I think people ask me all the time what's different about college football. There's a lot of challenges out there right now whether it's transfer portal, NIL, culture within programs. You look around the profession, four or five years ago, some of the top coaches, most respected coaches in all of college football aren't coaching anymore because of different reasons, scandals in their program.

So what you have to do, you have to be willing to adapt and adjust every day. We had a good year last year, and all we've done is talk about how we're going to change. We're not going to just sit here and say we're going to keep doing things the way we've always done them. We're going to adapt, and we want to try to get ahead of the curve. We want to try to be as innovative and we possibly can.

Any change that occurs in the college football, we want to figure out how to make it work for us and give us an advantage. Those are the things you have to do.

To me, the days of setting up here and going, hey look, we've always done it this way, we're going to continue to do it that way, those things are changing. Every single day we're trying to be innovative and creative and adapt and get ahead of the curve.

Q. You have a lot of new phases on offense but you bring back a lot of experience on defense, almost the whole back seven, Josh, Johnny, et cetera. What are some reasonable expectations from what you want to see on that side of the ball?

SONNY DYKES: Yeah, I think we'll take a big step defensively. I think when you look at Joe Gillespie and his track record, I think his defenses, they get better. They just -- the longer he's there, the better the players understand what they're doing defensively, the better he can do a lot of the little nuances things that make his defense different and unique and special.

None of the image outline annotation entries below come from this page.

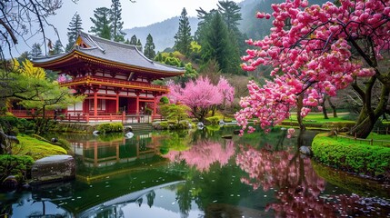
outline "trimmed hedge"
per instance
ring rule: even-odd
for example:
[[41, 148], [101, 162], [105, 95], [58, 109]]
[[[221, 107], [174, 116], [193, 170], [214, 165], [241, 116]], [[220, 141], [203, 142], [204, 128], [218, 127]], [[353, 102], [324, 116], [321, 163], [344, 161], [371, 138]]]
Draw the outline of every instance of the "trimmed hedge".
[[29, 177], [34, 159], [27, 155], [0, 155], [0, 182], [9, 175], [26, 180]]
[[351, 173], [390, 178], [390, 148], [338, 142], [326, 134], [315, 135], [314, 156], [319, 162]]

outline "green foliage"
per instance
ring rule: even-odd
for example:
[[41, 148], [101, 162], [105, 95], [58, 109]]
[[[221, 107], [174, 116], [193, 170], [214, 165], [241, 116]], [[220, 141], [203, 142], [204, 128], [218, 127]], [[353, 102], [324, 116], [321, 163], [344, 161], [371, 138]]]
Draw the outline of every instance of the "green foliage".
[[190, 108], [185, 104], [168, 104], [160, 106], [163, 116], [168, 120], [174, 120], [179, 124], [181, 120], [188, 118]]
[[179, 29], [175, 35], [174, 48], [184, 54], [189, 54], [191, 48], [191, 26], [187, 17], [185, 8], [183, 8], [179, 18]]
[[34, 123], [15, 116], [0, 116], [0, 126], [4, 128], [5, 134], [17, 135], [16, 133], [33, 130]]
[[317, 134], [312, 144], [314, 156], [321, 163], [356, 173], [390, 176], [390, 148], [338, 141]]
[[26, 180], [34, 159], [26, 155], [0, 155], [0, 183], [9, 175]]
[[124, 130], [124, 125], [122, 123], [102, 124], [99, 124], [96, 129], [97, 131], [103, 134], [122, 132]]
[[17, 136], [17, 139], [19, 140], [19, 144], [15, 144], [12, 147], [12, 153], [14, 154], [29, 155], [34, 160], [37, 160], [45, 156], [67, 154], [66, 150], [60, 146], [28, 135], [20, 134]]

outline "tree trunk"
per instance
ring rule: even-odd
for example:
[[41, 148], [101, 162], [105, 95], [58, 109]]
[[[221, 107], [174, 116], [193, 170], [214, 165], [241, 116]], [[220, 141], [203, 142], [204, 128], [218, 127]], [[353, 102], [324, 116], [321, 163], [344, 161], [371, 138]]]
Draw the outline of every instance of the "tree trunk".
[[332, 107], [333, 117], [337, 117], [337, 111], [335, 110], [335, 105], [333, 104], [332, 101], [330, 100], [330, 96], [327, 96], [327, 102], [329, 103], [330, 107]]
[[304, 107], [304, 95], [299, 94], [298, 98], [296, 99], [296, 119], [298, 120], [299, 129], [305, 130], [305, 124], [303, 121], [303, 117], [301, 115], [301, 110]]
[[326, 107], [325, 106], [325, 100], [326, 100], [326, 97], [324, 98], [324, 101], [321, 104], [321, 106], [323, 107], [324, 119], [327, 120], [327, 119], [329, 119], [329, 117], [327, 116]]
[[[386, 110], [387, 102], [389, 100], [389, 89], [383, 85], [380, 100], [375, 110], [372, 108], [367, 108], [367, 105], [371, 105], [371, 104], [364, 104], [356, 124], [351, 129], [349, 134], [358, 138], [366, 138], [370, 134], [376, 121]], [[368, 97], [367, 94], [365, 96], [365, 101], [371, 102], [371, 97]]]

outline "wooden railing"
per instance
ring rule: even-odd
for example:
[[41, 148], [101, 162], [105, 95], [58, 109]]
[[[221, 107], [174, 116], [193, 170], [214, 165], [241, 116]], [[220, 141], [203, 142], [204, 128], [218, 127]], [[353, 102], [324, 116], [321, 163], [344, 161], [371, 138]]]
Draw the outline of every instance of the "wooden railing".
[[[33, 117], [42, 116], [42, 114], [36, 114], [35, 110], [11, 110], [10, 112], [18, 118], [31, 119]], [[45, 117], [53, 118], [55, 116], [55, 111], [45, 111]]]
[[125, 88], [137, 88], [143, 90], [159, 90], [163, 92], [168, 92], [168, 87], [165, 85], [151, 84], [148, 83], [125, 81], [125, 80], [115, 80], [101, 77], [92, 77], [90, 75], [85, 77], [75, 78], [71, 81], [61, 82], [61, 85], [72, 85], [72, 84], [105, 84], [115, 87], [125, 87]]

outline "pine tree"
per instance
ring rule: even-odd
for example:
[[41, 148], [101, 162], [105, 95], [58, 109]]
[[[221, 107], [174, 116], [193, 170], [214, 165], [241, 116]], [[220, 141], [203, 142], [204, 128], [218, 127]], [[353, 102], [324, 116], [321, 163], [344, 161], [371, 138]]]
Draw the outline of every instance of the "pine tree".
[[115, 42], [124, 42], [126, 35], [122, 31], [124, 22], [122, 21], [122, 8], [119, 0], [112, 0], [110, 21], [111, 35]]
[[242, 20], [241, 7], [233, 1], [218, 1], [217, 6], [225, 23], [226, 23], [227, 29], [238, 31], [239, 21]]
[[37, 57], [37, 56], [41, 56], [42, 54], [42, 49], [41, 49], [41, 45], [35, 43], [33, 44], [32, 46], [32, 50], [31, 50], [31, 55], [34, 57]]
[[61, 41], [60, 40], [55, 41], [53, 46], [52, 54], [59, 54], [63, 52], [64, 52], [64, 49], [63, 49], [63, 45], [61, 44]]
[[130, 45], [136, 45], [136, 43], [137, 43], [136, 35], [133, 35], [133, 36], [131, 36], [130, 38]]
[[146, 44], [145, 45], [144, 54], [149, 59], [155, 58], [155, 43], [153, 43], [153, 37], [149, 34], [146, 37]]
[[241, 17], [241, 7], [235, 2], [233, 1], [218, 1], [218, 11], [226, 24], [229, 35], [234, 43], [239, 54], [245, 54], [247, 49], [245, 44], [245, 37], [238, 29], [239, 22], [242, 20]]
[[[150, 37], [152, 37], [152, 36], [150, 36]], [[153, 40], [153, 39], [152, 39]], [[153, 45], [155, 45], [155, 44], [153, 44]], [[140, 39], [138, 39], [138, 41], [136, 41], [136, 48], [140, 51], [140, 52], [142, 52], [142, 44], [141, 44], [141, 40]]]
[[106, 7], [98, 7], [94, 11], [95, 18], [91, 17], [94, 26], [91, 26], [89, 32], [95, 33], [97, 36], [111, 39], [111, 22], [110, 22], [110, 9]]
[[75, 44], [75, 39], [77, 37], [78, 32], [83, 30], [82, 20], [80, 15], [77, 12], [73, 15], [71, 22], [69, 23], [69, 27], [67, 28], [67, 38], [68, 44], [66, 45], [65, 51], [69, 52]]
[[191, 49], [191, 26], [187, 17], [185, 7], [183, 8], [179, 19], [179, 29], [175, 35], [174, 48], [181, 54], [187, 55]]
[[237, 73], [239, 54], [219, 12], [213, 15], [201, 42], [205, 63], [215, 59], [223, 73]]

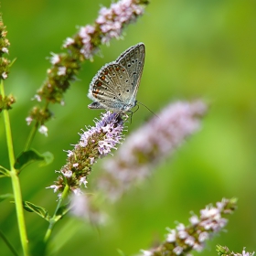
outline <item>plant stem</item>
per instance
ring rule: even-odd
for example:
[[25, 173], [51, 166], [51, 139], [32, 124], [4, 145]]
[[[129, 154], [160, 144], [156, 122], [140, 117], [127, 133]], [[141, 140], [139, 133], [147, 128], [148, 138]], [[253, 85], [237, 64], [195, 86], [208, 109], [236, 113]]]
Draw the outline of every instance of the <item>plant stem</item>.
[[[0, 83], [0, 93], [2, 94], [2, 96], [4, 98], [5, 90], [4, 90], [3, 80], [1, 80], [1, 83]], [[19, 179], [17, 176], [17, 171], [14, 167], [15, 154], [14, 154], [14, 147], [13, 147], [9, 113], [8, 113], [7, 110], [4, 110], [3, 112], [4, 112], [4, 121], [5, 121], [5, 125], [6, 142], [7, 142], [7, 147], [8, 147], [8, 155], [9, 155], [10, 176], [12, 179], [13, 193], [14, 193], [14, 199], [15, 199], [16, 209], [16, 218], [17, 218], [17, 224], [18, 224], [19, 235], [20, 235], [20, 241], [21, 241], [21, 245], [22, 245], [22, 249], [23, 249], [23, 253], [25, 256], [27, 256], [28, 255], [28, 246], [27, 246], [28, 240], [27, 240], [27, 230], [26, 230], [26, 225], [25, 225], [20, 184], [19, 184]]]
[[9, 242], [7, 238], [5, 236], [5, 234], [1, 230], [0, 230], [0, 237], [5, 242], [6, 246], [10, 249], [10, 251], [13, 252], [13, 254], [16, 256], [18, 256], [17, 252], [16, 251], [16, 250], [14, 249], [12, 244]]
[[45, 238], [44, 238], [44, 241], [47, 243], [50, 235], [51, 235], [51, 232], [52, 232], [52, 229], [53, 229], [53, 227], [54, 225], [56, 224], [56, 222], [62, 217], [62, 215], [57, 215], [58, 213], [58, 210], [59, 209], [61, 204], [62, 204], [62, 201], [67, 197], [68, 196], [68, 192], [69, 192], [69, 187], [68, 185], [66, 185], [62, 194], [61, 194], [61, 197], [59, 198], [59, 202], [58, 202], [58, 205], [57, 205], [57, 208], [55, 209], [55, 212], [54, 212], [54, 215], [53, 217], [50, 219], [49, 220], [49, 225], [48, 225], [48, 230], [46, 232], [46, 235], [45, 235]]
[[24, 152], [27, 151], [30, 148], [31, 143], [36, 135], [37, 130], [39, 126], [39, 123], [37, 121], [37, 123], [35, 123], [35, 125], [32, 127], [30, 133], [28, 135], [28, 138], [26, 142], [25, 147], [24, 147]]

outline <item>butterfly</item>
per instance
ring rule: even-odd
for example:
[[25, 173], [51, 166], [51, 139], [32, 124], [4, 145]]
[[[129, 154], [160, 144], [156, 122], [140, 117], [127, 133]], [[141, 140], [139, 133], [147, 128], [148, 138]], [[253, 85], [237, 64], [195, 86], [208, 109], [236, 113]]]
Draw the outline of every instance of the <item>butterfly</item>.
[[130, 47], [116, 60], [103, 66], [93, 77], [88, 97], [90, 109], [126, 112], [136, 105], [144, 63], [144, 43]]

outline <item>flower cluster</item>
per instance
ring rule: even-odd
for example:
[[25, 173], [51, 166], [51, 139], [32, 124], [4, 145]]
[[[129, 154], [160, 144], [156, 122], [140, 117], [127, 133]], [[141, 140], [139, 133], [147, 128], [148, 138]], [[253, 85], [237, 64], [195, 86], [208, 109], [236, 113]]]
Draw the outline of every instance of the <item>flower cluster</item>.
[[9, 40], [6, 38], [7, 31], [4, 26], [2, 16], [0, 16], [0, 79], [5, 80], [8, 77], [11, 61], [3, 58], [3, 54], [9, 53]]
[[223, 229], [228, 219], [224, 214], [231, 214], [236, 209], [237, 199], [225, 199], [218, 202], [216, 207], [208, 206], [200, 211], [200, 217], [193, 215], [189, 219], [190, 225], [186, 227], [180, 223], [175, 229], [167, 229], [165, 241], [158, 248], [142, 251], [144, 256], [175, 256], [191, 255], [191, 251], [201, 251], [206, 240]]
[[[0, 14], [0, 80], [5, 80], [9, 74], [9, 69], [12, 65], [11, 61], [4, 58], [4, 54], [8, 54], [8, 48], [10, 46], [9, 40], [6, 38], [7, 31], [4, 26], [2, 15]], [[12, 94], [5, 96], [4, 91], [0, 94], [0, 112], [3, 110], [10, 110], [11, 105], [15, 103], [16, 100]]]
[[98, 187], [108, 198], [120, 197], [132, 184], [147, 177], [161, 160], [172, 153], [200, 127], [206, 112], [202, 101], [176, 102], [165, 107], [133, 132], [120, 147], [115, 157], [104, 161], [105, 173]]
[[253, 256], [254, 252], [247, 252], [245, 248], [243, 249], [241, 253], [235, 253], [230, 251], [229, 249], [226, 246], [217, 245], [216, 251], [218, 251], [218, 255], [219, 256]]
[[[121, 0], [112, 4], [110, 8], [102, 7], [93, 25], [80, 28], [72, 37], [68, 37], [63, 48], [67, 52], [51, 53], [52, 67], [48, 69], [48, 77], [34, 99], [46, 101], [47, 107], [38, 112], [48, 112], [48, 103], [63, 103], [63, 94], [69, 88], [70, 81], [76, 80], [85, 59], [91, 59], [99, 50], [101, 44], [106, 44], [112, 37], [119, 37], [125, 25], [133, 22], [144, 13], [145, 0]], [[48, 119], [37, 119], [37, 115], [29, 114], [29, 120], [36, 120], [39, 125], [44, 125]], [[48, 116], [42, 114], [42, 116]]]
[[80, 194], [80, 187], [86, 187], [92, 165], [121, 143], [123, 129], [123, 121], [119, 114], [110, 112], [102, 114], [100, 121], [95, 121], [94, 127], [80, 134], [80, 142], [74, 149], [68, 151], [67, 164], [58, 171], [60, 176], [49, 188], [60, 192], [60, 196], [65, 187], [69, 186], [70, 192]]

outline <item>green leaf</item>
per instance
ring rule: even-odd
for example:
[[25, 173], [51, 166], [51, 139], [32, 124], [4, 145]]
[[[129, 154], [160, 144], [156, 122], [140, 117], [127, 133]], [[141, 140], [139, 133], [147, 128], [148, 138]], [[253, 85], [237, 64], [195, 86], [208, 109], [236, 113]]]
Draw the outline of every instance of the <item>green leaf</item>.
[[41, 155], [44, 156], [44, 161], [42, 161], [39, 164], [40, 166], [48, 165], [51, 164], [53, 162], [53, 160], [54, 160], [53, 155], [50, 152], [48, 152], [48, 151], [43, 153]]
[[23, 201], [23, 208], [27, 211], [37, 213], [37, 215], [45, 219], [47, 221], [48, 221], [50, 219], [48, 210], [46, 208], [36, 206], [28, 201]]
[[69, 209], [70, 209], [69, 204], [66, 204], [66, 205], [63, 205], [62, 207], [60, 207], [56, 213], [55, 220], [58, 221], [64, 215], [66, 215], [66, 213], [69, 212]]
[[14, 195], [13, 194], [1, 195], [0, 196], [0, 202], [5, 200], [7, 198], [12, 198], [13, 199], [14, 198]]
[[0, 177], [10, 176], [9, 170], [0, 165]]
[[21, 170], [31, 163], [40, 161], [40, 166], [49, 165], [53, 161], [53, 155], [50, 152], [39, 154], [35, 149], [22, 152], [16, 158], [15, 168]]

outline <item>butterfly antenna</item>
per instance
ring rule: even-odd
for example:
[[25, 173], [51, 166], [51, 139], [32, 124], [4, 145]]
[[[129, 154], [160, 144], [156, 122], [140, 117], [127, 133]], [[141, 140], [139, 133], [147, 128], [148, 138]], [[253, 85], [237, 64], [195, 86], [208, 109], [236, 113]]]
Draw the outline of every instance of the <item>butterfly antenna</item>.
[[[137, 101], [137, 103], [143, 105], [143, 106], [145, 107], [149, 112], [151, 112], [155, 116], [156, 116], [156, 117], [159, 118], [159, 116], [158, 116], [157, 114], [155, 114], [153, 111], [151, 111], [146, 105], [143, 104], [142, 102], [139, 102], [138, 101]], [[137, 106], [139, 106], [139, 105], [137, 105]], [[137, 110], [138, 110], [138, 109], [139, 109], [139, 108], [137, 108]], [[136, 110], [136, 111], [137, 111], [137, 110]], [[135, 111], [135, 112], [136, 112], [136, 111]]]

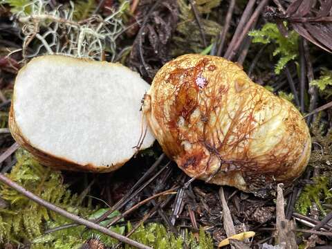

I think our guys have a lot of confidence in the scheme and the technique. We've got a lot of depth.

If you look at last year, we rolled out of spring ball last year and we had five scholarship D-linemen, and typically you don't have a lot of success if that's what you have, and we were able to address that in the transfer portal.

You look at last year, as well, we played really most of the season with only four scholarship linebackers. We just had a lot of injuries and we were hurt, so that took a special way of adapting and adjusting the way we practiced, to preparation, to how we played guys in games, to taking guys off of special teams, everything we could do to keep that unit successful.

Same thing at the corner position. We really were two deep really at corner last year. The great thing about this group this year, we feel like we're seven or eight deep at corner, feel like we're eight or nine deep at linebacker, feel like we're 10 deep on the defensive front.

So those things are all going to allow us to do different things defensively, and take that next step.

If you want to be a great program consistently, it all begins by playing great defense. I think it doesn't matter if it's seventh grade football or the NFL, teams that play great defense and teams that can run the football have had a history of winning football games and doing it over the long haul.

I've been places where maybe our team wasn't built that way and we've had to out-score people, which can be a little bit tedious.

So my hope is this year we take a big step defensively like I think we will. We have a lot of speed. You name some guys that have played a lot of football, and the group can run. The group is physical. I think they're good tacklers. They're good at fundamentals. They communicate well.

All the things that good defenses do, we have the makings of getting there.

My hope is sooner than later, we become a dominant defensive football team, and like I said, it certainly makes my life a lot easier when that happens.